Nos pedidos, os dois advogados constatam que nenhum órgão da entidade foi comunicado de que seriam sete diligências, com a devida antecedência. “Ao contrário, tal informação foi chegando paulatinamente ao conhecimento desta presidente ao longo das primeiras horas da manhã do dia 9 de novembro” diz Fernanda Tórtima.
Ela, na ocasião, entrou em contato como delegado federal Fernando Cesar Araujo Ferreira, coordenador da operação, e ponderou da necessidade de que todas as diligências fossem acompanhadas por representantes da entidade. Solicitou que se aguardasse o término das que estavam em andamento para que as demais pudessem ser feitas com to devido acompanhamento. Mas não encontrou respaldo.
Tanto o procurador da República, Carlos Aguiar, como o juiz substituto da 4ª Vara, Vlamir Costa Magalhães, consideraram os pedidos despropositados. Segundo Aguiar registrou no seu parecer sobre o pedido feito em nome dos quatro advogados, a reivindicação “nada tem a ver com o exercício da prerrogativa legal.
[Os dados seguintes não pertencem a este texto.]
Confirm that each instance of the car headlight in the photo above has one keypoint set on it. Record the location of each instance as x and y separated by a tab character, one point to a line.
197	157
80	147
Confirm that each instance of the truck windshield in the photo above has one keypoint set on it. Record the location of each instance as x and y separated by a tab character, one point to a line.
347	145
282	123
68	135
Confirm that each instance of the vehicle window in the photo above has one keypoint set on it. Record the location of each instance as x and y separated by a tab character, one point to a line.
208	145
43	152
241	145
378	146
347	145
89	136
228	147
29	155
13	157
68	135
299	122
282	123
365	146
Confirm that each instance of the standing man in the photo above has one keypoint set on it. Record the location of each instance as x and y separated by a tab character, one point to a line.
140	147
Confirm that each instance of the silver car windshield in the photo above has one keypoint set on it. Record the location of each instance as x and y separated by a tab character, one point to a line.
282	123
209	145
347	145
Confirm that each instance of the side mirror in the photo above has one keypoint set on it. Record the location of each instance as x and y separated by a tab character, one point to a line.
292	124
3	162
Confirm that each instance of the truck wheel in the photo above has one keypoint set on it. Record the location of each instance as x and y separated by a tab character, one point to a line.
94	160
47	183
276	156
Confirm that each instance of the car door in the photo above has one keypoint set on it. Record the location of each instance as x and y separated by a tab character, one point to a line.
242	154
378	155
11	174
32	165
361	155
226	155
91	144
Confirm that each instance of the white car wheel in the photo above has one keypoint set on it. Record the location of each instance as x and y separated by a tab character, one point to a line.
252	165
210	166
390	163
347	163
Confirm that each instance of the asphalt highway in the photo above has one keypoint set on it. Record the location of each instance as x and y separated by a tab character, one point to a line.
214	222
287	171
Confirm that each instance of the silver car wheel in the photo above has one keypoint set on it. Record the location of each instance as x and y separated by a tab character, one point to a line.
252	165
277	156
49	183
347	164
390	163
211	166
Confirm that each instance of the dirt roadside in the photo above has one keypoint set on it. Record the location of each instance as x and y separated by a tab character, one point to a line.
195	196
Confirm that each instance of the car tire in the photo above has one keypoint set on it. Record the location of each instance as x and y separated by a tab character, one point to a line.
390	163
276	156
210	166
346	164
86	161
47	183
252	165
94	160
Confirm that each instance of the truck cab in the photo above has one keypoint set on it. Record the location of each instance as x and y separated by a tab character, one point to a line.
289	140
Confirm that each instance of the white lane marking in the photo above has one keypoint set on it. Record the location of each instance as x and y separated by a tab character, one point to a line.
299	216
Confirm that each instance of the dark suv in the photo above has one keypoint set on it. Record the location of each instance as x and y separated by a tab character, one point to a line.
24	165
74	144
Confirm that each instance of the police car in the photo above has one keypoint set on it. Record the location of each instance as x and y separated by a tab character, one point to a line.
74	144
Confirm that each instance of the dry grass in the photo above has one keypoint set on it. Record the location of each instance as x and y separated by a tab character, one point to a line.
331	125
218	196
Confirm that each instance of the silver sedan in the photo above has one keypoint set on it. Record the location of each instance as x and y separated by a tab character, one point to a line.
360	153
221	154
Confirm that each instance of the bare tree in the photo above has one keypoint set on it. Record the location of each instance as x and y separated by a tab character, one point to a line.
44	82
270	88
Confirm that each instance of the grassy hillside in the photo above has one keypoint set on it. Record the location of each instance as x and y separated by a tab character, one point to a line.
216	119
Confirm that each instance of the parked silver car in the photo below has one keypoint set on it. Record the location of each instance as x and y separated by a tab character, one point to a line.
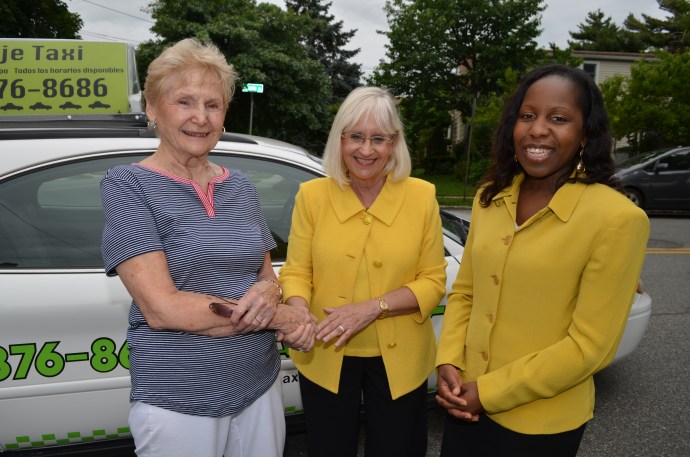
64	376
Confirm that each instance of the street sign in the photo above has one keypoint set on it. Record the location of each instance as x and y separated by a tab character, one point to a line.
253	87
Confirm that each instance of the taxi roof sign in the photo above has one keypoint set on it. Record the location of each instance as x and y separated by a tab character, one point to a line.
40	76
253	87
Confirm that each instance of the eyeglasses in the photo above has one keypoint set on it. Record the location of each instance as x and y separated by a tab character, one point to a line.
358	138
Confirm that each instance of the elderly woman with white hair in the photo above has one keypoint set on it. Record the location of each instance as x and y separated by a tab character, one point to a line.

Confunde-se, antes de qualquer coisa, com a tentativa de se estabelecer um privilégio totalmente desproporcional e desarrazoado, além de, o que é mais importante, sem amparo legal”.
No caso de Ariel Guimarães Fonseca, o procurador lembra em seu parecer que a busca foi feita na residência do advogado e não há nos autos qualquer informação de que ali funcionasse um escritório de advocacia. Com base nisto, considera impróprio o pedido da CDAP, “pois inexiste prova inequívoca de que o endereço da busca estaria acobertado pela prerrogativa prevista no supramencionado dispositivo legal”. Acrescenta ainda: “resta evidente a ausência de legitimidade para a OAB/RJ patrocinar o pedido em foco, mormente diante das evidências de que a conduta criminosa atribuída ao paciente não guarda qualquer relação com o exercício da advocacia”.
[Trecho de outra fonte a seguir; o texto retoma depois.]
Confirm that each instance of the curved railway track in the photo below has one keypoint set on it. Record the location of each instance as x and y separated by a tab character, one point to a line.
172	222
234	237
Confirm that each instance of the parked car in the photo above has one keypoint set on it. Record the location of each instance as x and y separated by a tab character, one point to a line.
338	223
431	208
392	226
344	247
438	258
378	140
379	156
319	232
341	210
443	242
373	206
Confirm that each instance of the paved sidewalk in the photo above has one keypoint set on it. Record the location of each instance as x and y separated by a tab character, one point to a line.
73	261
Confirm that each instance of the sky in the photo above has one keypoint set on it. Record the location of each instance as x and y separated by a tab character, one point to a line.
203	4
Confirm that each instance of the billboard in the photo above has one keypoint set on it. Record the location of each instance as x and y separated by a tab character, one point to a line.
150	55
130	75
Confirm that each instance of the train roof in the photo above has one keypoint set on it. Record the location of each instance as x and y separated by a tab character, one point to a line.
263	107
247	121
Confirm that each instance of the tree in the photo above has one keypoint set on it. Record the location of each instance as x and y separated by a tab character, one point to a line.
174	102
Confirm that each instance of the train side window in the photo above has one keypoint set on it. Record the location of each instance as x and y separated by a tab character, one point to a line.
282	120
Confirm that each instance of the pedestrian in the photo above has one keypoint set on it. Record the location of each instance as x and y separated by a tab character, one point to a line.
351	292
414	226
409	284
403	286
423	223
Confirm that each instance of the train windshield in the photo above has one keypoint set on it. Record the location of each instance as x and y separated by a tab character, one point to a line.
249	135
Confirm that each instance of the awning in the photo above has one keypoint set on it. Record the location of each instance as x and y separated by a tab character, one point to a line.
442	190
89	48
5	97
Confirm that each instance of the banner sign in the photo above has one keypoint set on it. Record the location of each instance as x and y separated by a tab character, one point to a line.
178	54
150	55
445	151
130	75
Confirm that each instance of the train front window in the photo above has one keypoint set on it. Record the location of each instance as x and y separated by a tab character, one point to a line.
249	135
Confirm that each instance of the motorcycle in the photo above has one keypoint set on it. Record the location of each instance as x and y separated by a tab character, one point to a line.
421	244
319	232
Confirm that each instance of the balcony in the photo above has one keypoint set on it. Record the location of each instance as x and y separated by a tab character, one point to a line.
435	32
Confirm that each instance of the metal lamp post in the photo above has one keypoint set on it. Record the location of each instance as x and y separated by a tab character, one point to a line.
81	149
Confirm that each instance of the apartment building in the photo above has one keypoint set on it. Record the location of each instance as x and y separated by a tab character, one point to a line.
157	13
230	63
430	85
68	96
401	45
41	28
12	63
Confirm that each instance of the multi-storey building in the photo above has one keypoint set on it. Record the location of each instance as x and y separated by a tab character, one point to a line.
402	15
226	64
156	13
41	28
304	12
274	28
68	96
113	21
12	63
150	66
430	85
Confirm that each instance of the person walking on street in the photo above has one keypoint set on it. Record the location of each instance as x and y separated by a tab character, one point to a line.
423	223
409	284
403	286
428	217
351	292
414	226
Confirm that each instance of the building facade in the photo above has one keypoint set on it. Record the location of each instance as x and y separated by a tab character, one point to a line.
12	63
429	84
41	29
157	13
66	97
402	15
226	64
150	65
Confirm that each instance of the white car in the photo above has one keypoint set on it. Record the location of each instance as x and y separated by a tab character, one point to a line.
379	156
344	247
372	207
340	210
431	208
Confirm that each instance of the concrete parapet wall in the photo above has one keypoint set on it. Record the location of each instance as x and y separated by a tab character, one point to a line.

Já no MS em nome dos quatro advogados, depois de inúmeras argumentações contrárias, ele finaliza afirmando que “não houve a inequívoca demonstração de qualquer prejuízo advindo com a ausência dos representantes da OAB/RJ nos endereços supramencionados (...) Nenhum deles informou ter havido qualquer abuso ou ilegalidade durante a execução dos mandados”. Em seguida, conclui: “depreende-se, do exposto, que inexistiu qualquer ilegalidade no cumprimento das buscas, muito menos violação das prerrogativas previstas no artigo 7º, parágrafo 6º da Lei 8.906/1994, motivo pelo qual o MPF opina pela denegação da ordem”.
Privilégio injustificável - O juiz Costa Magalhães bateu mais pesado. Na sentença em que nega o pedido feito para anular as provas colhidas na casa do advogado Ariel Guimarães Fonseca, ele classifica esta prerrogativa da Ordem como um “privilégio injustificável” e lembra que “nenhum outro trabalhador ou entidade de classe goza de brecha legal para opor entraves à investigação penal. Nem mesmo magistrados têm seus gabinetes blindados contra investigações penais, o que, por sinal, é corretíssimo”.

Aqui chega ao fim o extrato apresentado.